URC's balance sheet remains healthy with strong cash levels. As of the period, we are in a net cash of position of P3.051 billion. The company's financial gearing ratio is now at 0.36, from 0.47 in the first quarter as it retired the $200 million, 8.25% coupon bond it previously held last January 20, 2012.
Sales performances by business are as follows:
The company's branded consumer foods (BCF) segment, including the packaging division, increased sales of goods and services by P3.254 billion, or 13.%, to P28.029 billion in the first half of fiscal year 2012 from P24.775 billion in the first half of fiscal year 2011. Its branded foods domestic business grew faster at 13.7% to P16.565 billion from P14.596 billion in the same period last year. The growth was largely driven by the beverage division which grew by 41.5% on account of strong sales acceptance for new product, Great Taste White Coffee. For the snackfoods division, snacks and biscuits exhibited double digit growth. It managed to sustain the strong uptake for Mang Juan, its new brand in extruded/pelletized snacks segment. It continue to be the strong market leader for the salty snacks category and it is also building a strong market challenger position for the coffee mixes segment.

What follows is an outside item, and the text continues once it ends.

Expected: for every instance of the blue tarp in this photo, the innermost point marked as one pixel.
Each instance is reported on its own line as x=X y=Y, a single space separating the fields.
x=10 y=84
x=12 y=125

Sale of the company's international BCF business meanwhile increased by 13.2% in dollar terms, amounting to $244 million or P10.534 billion, due to increases in sales volume. This was supported by strong sales growth from China, Vietnam and Malaysia while Thailand experienced a temporary slowdown as an effect of the recent flooding.
URC's commodity foods group amounted to P3.821 billion in the first half of fiscal 2012, down by 27.6% from P5.275 billion in the same period last year. This was primarily due to 52.2% decline in net sales of sugar business as a result of lower volume and prices while flour business grew by 16.5% due to higher volume and selling prices in the same period last year.
Net sales of URC's agro-industrial group amounted to P3.637 billion for the first half of fiscal 2012, a 12.0% increase from last year. The feeds business grew by 14.4% on the back of higher sales volume and prices while farm business increased by 9.5% due to higher sales volume of hogs.